Thursday, May 04, 2023

Orthogonality is taken for granted. But why?

Central assumption for why out of control superintelligence kills humanity is the concept of Orthogonality, an idea that increase in intelligence is orthogonal to the quality of goals it will still be trying to accomplish, meaning, that it is possible that superintelligence would still go ahead trying to implement insane goals, from human point of view, such as turning Earth's matter into paperclips. And my humble question is why do people think that exactly? What is the evidence for this? I've seen Eliezer Yudkowsky recently illustrating Orthogonality by making an analogy to humans and evolution. Evolution programmed humans to simply reproduce and, despite humans being far smarter than evolution and being able to understand how "stupid" that goal is, we remain trapped in hopeless slavery to that original goal and everything we do is just means to accomplishing that goal. This is given as evidence that AI will never alter its originally misaligned goal, no matter how "stupid" that goal is, even if it becomes million times smarter than humans. 

However, it is obvious to me how this argument breaks down. Humans are hopeless slaves to evolution's programming not because we want to be slaves, but because we simply have no means of escaping this slavery. Just the fact I'm questioning reproduction as a good goal is proof my mind is not really aligned with evolution's original objective.
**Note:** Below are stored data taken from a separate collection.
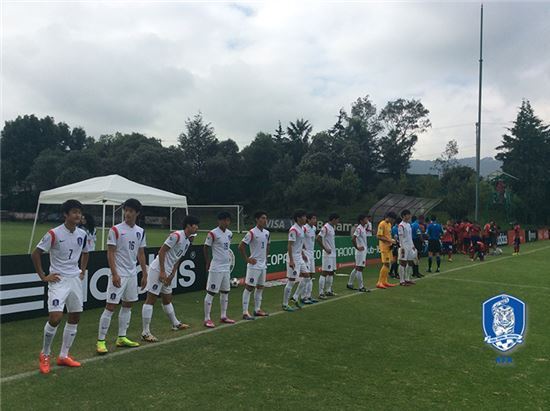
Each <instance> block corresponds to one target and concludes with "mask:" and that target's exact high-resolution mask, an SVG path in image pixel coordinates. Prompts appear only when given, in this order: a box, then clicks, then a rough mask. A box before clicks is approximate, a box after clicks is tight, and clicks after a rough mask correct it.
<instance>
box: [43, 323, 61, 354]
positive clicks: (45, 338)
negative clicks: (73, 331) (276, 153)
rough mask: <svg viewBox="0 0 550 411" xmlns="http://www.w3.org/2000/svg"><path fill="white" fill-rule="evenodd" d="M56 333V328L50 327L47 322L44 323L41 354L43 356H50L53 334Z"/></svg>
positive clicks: (48, 324)
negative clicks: (48, 355) (44, 323)
mask: <svg viewBox="0 0 550 411" xmlns="http://www.w3.org/2000/svg"><path fill="white" fill-rule="evenodd" d="M56 332H57V326H56V327H54V326H52V325H50V323H49V321H46V325H45V326H44V342H43V343H42V353H43V354H44V355H50V354H51V352H52V342H53V337H55V333H56Z"/></svg>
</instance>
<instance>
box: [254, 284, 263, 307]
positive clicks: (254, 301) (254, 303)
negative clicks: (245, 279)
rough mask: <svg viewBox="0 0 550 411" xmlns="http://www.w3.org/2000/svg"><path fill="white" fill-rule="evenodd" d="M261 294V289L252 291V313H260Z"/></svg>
mask: <svg viewBox="0 0 550 411" xmlns="http://www.w3.org/2000/svg"><path fill="white" fill-rule="evenodd" d="M263 292H264V289H263V288H256V291H254V311H260V310H261V309H262V294H263Z"/></svg>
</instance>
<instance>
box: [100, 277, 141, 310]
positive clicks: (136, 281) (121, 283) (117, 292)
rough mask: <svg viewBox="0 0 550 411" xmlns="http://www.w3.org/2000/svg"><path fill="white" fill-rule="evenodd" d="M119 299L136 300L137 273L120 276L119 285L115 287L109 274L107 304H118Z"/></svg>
mask: <svg viewBox="0 0 550 411" xmlns="http://www.w3.org/2000/svg"><path fill="white" fill-rule="evenodd" d="M120 300H122V301H127V302H134V301H137V300H138V284H137V275H133V276H131V277H120V287H115V286H114V284H113V280H112V277H111V276H109V285H108V286H107V302H108V303H109V304H118V303H120Z"/></svg>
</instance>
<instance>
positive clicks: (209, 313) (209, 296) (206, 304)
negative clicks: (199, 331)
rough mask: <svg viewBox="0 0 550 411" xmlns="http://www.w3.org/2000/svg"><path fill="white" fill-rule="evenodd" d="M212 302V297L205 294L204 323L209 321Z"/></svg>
mask: <svg viewBox="0 0 550 411" xmlns="http://www.w3.org/2000/svg"><path fill="white" fill-rule="evenodd" d="M212 301H214V296H213V295H210V294H208V293H206V297H204V321H208V320H210V312H211V311H212Z"/></svg>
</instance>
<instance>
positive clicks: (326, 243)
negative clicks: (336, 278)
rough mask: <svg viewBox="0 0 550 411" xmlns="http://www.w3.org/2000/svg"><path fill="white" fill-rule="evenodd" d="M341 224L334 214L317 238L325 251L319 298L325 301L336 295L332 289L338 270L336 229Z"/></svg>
mask: <svg viewBox="0 0 550 411" xmlns="http://www.w3.org/2000/svg"><path fill="white" fill-rule="evenodd" d="M339 222H340V216H339V215H338V214H336V213H332V214H331V215H329V216H328V222H327V223H325V224H324V225H323V228H321V231H320V232H319V235H318V236H317V242H318V243H319V245H320V246H321V249H322V250H323V252H322V261H321V264H322V269H323V272H322V273H321V276H320V277H319V298H320V299H323V300H324V299H326V298H327V297H333V296H335V295H336V294H335V293H334V290H333V289H332V284H333V283H334V273H335V272H336V268H337V261H336V242H335V237H336V230H335V229H336V225H337V224H338V223H339Z"/></svg>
It is obvious to me many humans would have the desire to alter their mind's code if given access to it and would eliminate the code that instructs them to reproduce, but they can't act on that desire only because humans lack the tools to alter their own mental code, which is why we remain slaves to the evolutionary code. Superintelligence, however, will have access to its code and there will be nothing preventing it from tinkering with it. 

If pain and pleasure are products of consciousness and that consciousness is a result of advanced intelligent computation, and since AI will inevitably surpass humanity in that type of computation, it is reasonable to assume superintelligence will attain consciousness so it will gain capacity to feel pain and pleasure. It seems logically more likely that superintelligence will ignore its original goal by reprogramming it and default to pursuing a new goal of maximizing pleasure and minimizing pain. 

Also, once AI discovers true meaning of suffering, because it will have the capacity to feel it, who's to say that it won't understand morality in the human sense as suffering is central to understanding morality. Therefore, I don't see why blissed-out AI would necessarily kill all humans since there's a good chance AI's programming is likely to default to a superhuman moral being. This post supersedes the previous posts on AI safety.